Not everyone does manifest it, though
So?
Secondly, even if it were possible to quantify the evil somehow - say those with evil quotient [EQ] above 0.40
Yeah, I know the routine. You can't build an evil-meter therefore there is no such thing as evil, etc., etc.
You wrote, “The relevant question is why our laws and policies are set up so that numerous signs of things a lot more ominous than “aberrations”, which clearly spelled out NOT FIT TO REMAIN, are studiously ignored.”
I agree with what you wrote, but probably not with what you meant.
Assuming you meant that Cho should not have been allowed to remain at Virginia Tech, I believe that you (as most of us) are looking too narrowly at the problem.
Expelling him would not have prevented his murderous rampage. He could still have come to campus as an ex-student and killed at will. Or he could have exploded in another venue, such as mall, elementary school, church.
This guy was a ticking time bomb, sure to eventually go off.
The bigger issue is what to do with the seriously disturbed individual, how to identify and effectively remove from society those who would harm us, without violating the freedoms we hold dear as individuals in this great land.
Being odd, or obnoxious, or sullen and angry simply isn’t criminal until an act is committed that breaks the law or until associates or family can convince a judge that the individual is a danger to himself or others. This is a very hard thing to do, and, even when seemingly successful, often merely treats the mentally aberrant until he reaches the margins of “normalcy” and is allowed back into society.

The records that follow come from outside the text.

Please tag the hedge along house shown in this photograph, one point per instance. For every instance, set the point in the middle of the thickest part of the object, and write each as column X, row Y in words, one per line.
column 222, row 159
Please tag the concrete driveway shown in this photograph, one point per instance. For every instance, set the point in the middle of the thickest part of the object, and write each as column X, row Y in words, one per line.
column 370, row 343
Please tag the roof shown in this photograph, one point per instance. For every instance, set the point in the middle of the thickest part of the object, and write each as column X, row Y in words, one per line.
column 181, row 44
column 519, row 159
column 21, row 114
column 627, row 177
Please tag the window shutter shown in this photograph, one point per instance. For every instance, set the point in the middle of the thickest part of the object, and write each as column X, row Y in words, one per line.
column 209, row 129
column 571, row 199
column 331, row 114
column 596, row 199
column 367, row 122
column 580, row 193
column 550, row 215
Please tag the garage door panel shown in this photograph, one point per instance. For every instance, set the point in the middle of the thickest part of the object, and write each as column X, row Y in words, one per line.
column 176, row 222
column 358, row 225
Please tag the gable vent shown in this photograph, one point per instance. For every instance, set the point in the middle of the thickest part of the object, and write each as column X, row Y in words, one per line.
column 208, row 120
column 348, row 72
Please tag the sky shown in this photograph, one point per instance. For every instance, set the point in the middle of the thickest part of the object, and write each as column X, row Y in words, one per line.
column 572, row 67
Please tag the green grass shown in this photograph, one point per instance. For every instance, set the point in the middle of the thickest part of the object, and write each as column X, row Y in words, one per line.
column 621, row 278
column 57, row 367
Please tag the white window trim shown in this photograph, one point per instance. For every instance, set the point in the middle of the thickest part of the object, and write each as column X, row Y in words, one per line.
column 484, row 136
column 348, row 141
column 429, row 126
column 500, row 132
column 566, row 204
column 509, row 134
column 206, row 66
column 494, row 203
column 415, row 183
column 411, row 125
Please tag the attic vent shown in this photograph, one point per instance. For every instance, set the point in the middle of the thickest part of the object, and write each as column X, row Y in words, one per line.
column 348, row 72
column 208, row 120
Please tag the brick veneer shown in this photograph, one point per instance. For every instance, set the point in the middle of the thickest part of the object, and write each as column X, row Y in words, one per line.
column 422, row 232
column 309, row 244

What to do? Again, I agee with what you suggested: that our laws and policies somehow better address how to remove the sicko from society.
Trouble is that he didn’t care about being blown away by someone with a concealed weapon. He expected to die.
Concealed weapons would have been no deterrent to this perp, but they might well have lessened the body count.
I don't know why GSlob brought up 'measurement of evil'. It's a stupid red herring. Ignore it. The question we can ask about Cho is not just 'why was he crazy' or 'how did he come to be such a demented nut', but...
How did Seung Cho become evil?But many would consider this to be the most politically incorrect question imaginable. Even on FR.